Germany cannot handle PKK

THE EDITORIAL BOARD
ISTANBUL
Published

The PKK, which is recognized as a terrorist group by the EU and U.S., has been escalating its attacks against Turkish-Germans in Germany, and the federal government's incompetence becomes more apparent with every passing day. Having found no restrictions to its aggression, the PKK naturally has created a space as a non-state actor, bullying Turkish nationals in Germany.

As a group, which it recognizes as a terrorist organization, grows in influence, attracting members and sympathizers, its capacity to project violence increases. Last week, mosques in Frankfurt and Hannover were targeted. Pro-PKK slogans were written on their walls, windows were broken and the outside of the buildings was vandalized with spray paint. PKK supporters were allowed to enter Hannover Airport, where they reached the passenger check-in area to attack those traveling to and from Turkey. They were allowed to wave the flags of a terrorist group, shouting slogans and waving flags. The police stood aside and let it happen.

Germany is now a country where people are afraid to get out of their homes to go to their mosques. Currently, it limits its targets to Germany's Turkish community, which may be the reason behind the tepid response from German law enforcement and politicians, but in the future, other people and groups may not be that lucky.

That future may not be too far away. The other day, PKK members attacked a Social Democratic Party (SPD) bureau in the Lower Saxony, announcing that they saw the German economy and politics as an active enabler of "the fascist AKP regime." Just yesterday, a group of PKK members stormed a press briefing by the spokesman of German Chancellor Angela Merkel.
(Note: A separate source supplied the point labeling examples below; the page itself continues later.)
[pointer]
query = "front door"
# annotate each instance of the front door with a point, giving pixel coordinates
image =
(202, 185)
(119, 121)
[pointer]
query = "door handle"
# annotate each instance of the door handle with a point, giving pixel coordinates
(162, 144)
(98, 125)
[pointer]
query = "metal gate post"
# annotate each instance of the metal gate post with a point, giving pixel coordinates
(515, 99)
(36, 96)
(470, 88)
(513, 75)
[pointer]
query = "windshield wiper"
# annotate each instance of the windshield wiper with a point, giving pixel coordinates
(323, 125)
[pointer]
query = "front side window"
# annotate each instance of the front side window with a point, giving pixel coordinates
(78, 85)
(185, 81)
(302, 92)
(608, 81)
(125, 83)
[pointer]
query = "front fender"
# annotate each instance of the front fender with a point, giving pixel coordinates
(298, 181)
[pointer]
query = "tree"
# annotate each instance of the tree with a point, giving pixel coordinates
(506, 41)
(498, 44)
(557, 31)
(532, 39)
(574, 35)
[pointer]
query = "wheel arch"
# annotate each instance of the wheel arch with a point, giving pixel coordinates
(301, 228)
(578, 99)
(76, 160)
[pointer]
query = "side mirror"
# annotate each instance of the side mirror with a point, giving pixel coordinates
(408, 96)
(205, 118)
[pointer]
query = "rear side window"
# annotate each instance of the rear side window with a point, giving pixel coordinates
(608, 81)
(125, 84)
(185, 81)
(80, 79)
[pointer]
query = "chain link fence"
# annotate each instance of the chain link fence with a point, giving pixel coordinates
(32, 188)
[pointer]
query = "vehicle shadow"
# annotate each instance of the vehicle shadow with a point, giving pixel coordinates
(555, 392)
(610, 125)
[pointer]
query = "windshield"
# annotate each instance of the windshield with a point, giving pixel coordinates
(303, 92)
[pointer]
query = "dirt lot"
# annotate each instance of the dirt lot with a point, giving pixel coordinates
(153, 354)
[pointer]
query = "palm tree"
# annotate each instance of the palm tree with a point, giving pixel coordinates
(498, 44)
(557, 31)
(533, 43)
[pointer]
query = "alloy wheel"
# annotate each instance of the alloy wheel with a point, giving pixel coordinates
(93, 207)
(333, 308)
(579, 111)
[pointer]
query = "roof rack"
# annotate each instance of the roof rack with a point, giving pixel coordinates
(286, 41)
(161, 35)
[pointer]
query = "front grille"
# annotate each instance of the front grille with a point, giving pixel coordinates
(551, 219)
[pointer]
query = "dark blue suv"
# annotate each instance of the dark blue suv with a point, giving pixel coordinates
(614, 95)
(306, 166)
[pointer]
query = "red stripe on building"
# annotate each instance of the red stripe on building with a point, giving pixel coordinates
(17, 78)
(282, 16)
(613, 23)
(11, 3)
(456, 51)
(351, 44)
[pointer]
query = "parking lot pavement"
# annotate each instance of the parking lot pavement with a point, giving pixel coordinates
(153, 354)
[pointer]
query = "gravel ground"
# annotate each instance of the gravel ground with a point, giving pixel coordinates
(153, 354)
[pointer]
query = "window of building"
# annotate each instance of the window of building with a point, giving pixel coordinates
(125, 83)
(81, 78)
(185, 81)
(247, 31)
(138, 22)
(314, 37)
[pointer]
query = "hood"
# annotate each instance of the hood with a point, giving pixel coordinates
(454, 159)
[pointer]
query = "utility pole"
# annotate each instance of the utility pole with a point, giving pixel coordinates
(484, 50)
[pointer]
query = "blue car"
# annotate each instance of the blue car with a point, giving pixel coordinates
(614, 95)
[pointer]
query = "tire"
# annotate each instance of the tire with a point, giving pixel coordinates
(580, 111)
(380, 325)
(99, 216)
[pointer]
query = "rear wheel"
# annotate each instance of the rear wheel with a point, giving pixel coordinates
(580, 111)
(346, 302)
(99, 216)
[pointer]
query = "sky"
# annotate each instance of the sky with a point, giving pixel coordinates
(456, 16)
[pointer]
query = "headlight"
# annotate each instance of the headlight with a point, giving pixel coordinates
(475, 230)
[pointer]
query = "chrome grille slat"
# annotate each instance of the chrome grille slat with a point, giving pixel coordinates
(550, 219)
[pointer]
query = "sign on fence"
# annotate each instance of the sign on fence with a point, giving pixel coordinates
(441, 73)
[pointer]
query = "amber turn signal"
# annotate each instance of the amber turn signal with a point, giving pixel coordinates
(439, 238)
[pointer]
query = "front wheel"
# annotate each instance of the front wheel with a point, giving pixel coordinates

The rest of Europe is not immune to such criminal activities. A Turkish community building was attacked last week in Stockholm. Again last week, PKK supporters protesting against Turkey attacked a taxi driver of Turkish descent in Amsterdam.

Europe, and especially Germany, by ignoring the PKK threat, is feeding it. Even German Interior Ministry spokesman Johannes Dimroth's call for action from the German judiciary against these attacks was received with silent inactivity, demonstrating the broader lack of will to fight the terrorist group. This silence is creating anxiety and dread among Turkish officials. Until now, not a single German politician condemned a PKK attack against a Muslim of Turkish descent. Silence in response to violence only encourages such groups. There is no doubt the PKK sees it that way, with its members flouting the law by openly waving flags and other symbols of a terrorist group.

Germany is playing with fire. Dithering while there are fights on German streets will not harm only Turkish-Germans, but also German rule of law. Other terrorist groups will also notice such weaknesses and move to exploit it. Once extremists and racists join in, German streets will no longer be safe to anyone. Still, German leaders, oblivious to the failing law and order, go on playing their violins.